Anaclase
par laurent bergnach
 
Wagner: Parsifal, Metropolitan Opera, März 2013 (Live in HD)
 
Parsifal | Perceval
En ce qui concerne la « vieille querelle bayreuthienne au sujet des applaudissements » – un des nombreux sujets qu’aborde Christophe Looten en fouillant dans les textes écrits de la main même d’un génie (Dans la tête de Richard Wagner, Fayard) –, c’est une fois de plus le journal de Cosima qui nous renseigne. Lors de la création de Parsifal sur la Colline verte, le 26 juillet 1882, elle signale les nombreux rappels qui résonnent dans la salle à l’issue du deuxième acte. « R. se penche au balcon et dit que les applaudissements lui sont certes très agréables à lui et aux artistes, mais que tout le monde s’est mis d’accord pour que le public ne manifeste pas sa joie afin de ne pas détruire l’impression faite par l’œuvre. » Le message est mal compris, si bien que le public demeure muet à la fin de l’ouvrage. Irrité, le compositeur finit par monter sur scène sous les acclamations et « explique qu’il aurait bien voulu réunir ses artistes autour de lui mais qu’ils sont tous en train de se changer ».

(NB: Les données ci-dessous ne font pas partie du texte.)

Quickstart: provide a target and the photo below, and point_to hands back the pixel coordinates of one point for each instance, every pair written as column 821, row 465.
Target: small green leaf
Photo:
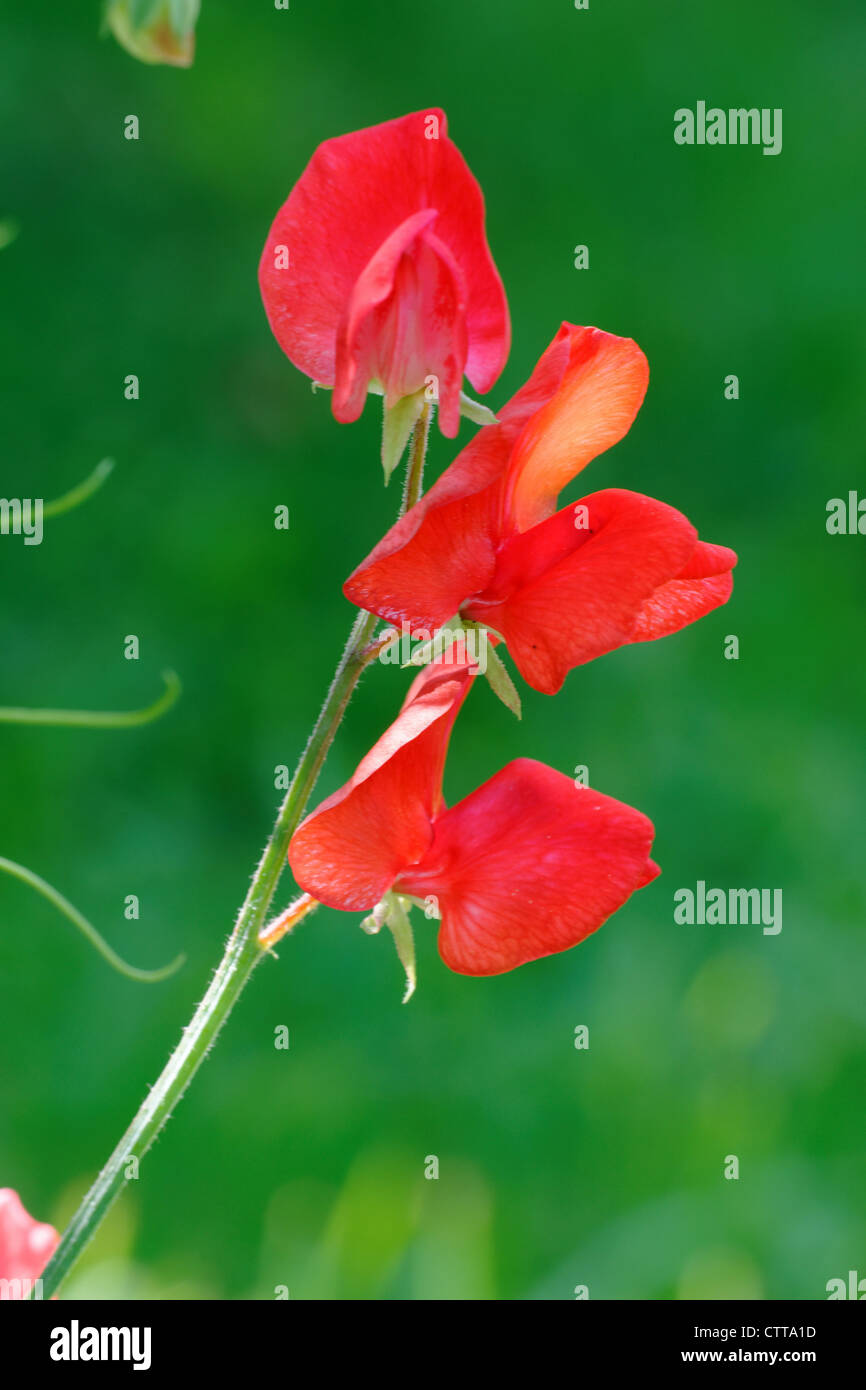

Avec cette représentation du Metropolitan Opera (New York), le spectateur européen ne risque pas de manquer les protagonistes puisque les entractes sont l’occasion d’un petit entretien avec certains chanteurs, le chef et le metteur en scène – en guest-star, Eva-Maria Westbroek vient même présenter Francesca da Rimini, l’opéra de Zandonai qu’elle interprète le 16 mars prochain (à 17h pour les Parisiens). Voir arriver Peter Mattei décontracté, avec sa blessure au flanc, et l’entendre insinuer, non sans humour, qu’il dort durant l’acte médian pour conserver son intensité au personnage d’Amfortas, atténue quelque peu l’aura sacrée qui entoure traditionnellement le testament musical du créateur du Ring, au profit de la seule émotion esthétique !

C’est sur une terre desséchée parcourue par un maigre ruisselet, surplombée par les vues panoramiques et cosmogoniques de Peter Flaherty (course de nuages, aurores boréales, planètes), que le Canadien François Girard choisit d’installer les membres de la confrérie du Graal – on a pu découvrir sa vision du festival scénique sacré à Lyon [lire notre chronique du 23 mars 2012], ville où il avait déjà présenté Der Lindberghflug et Die sieben Todsünden (Weill). En chemise blanche, débarrassés de leur montre, les choristes assis en cercle célèbrent un rituel quasi constant, auquel fait écho les mouvements d’automate des filles-fleurs alignées, créatures inquiétantes dont la longue chevelure cache le visage – nous remettant à l’esprit un célèbre film d’horreur japonais, d’autant qu’il y volonté de réunir des traits asiatiques. Le passage chez Klingsor est donc inquiétant à souhait, et bien tentant le lit que Kundry propose de partager. On peine à trouver un reproche à ce beau travail.

Côté voix, le public est également gâté. Dans le rôle-titre, comme tout dernièrement dans Königskinder [lire notre critique du DVD], Jonas Kaufmann offre force et douceur. René Pape (Gurnemanz), tout en rondeur et puissance, paraît de plus en plus investi. Katarina Dalayman (Kundry) compose un personnage trop extérieur dans un premier temps, mais au chant très nuancé ; le deuxième acte lui laisse plus de possibilités émotionnelles – on dira de même de Daniele Gatti à la tête de l’orchestre maison, assez prudent pour commencer, à la limite de déstructurer les phrases. La vaillance et la fermeté caractérisent Peter Mattei (Amfortas). Avec sa caricature de méchant et ses notes perfectibles dans l’aigu, Evgueni Nikitin (Klingsor) n’est pas totalement au diapason de ses camarades.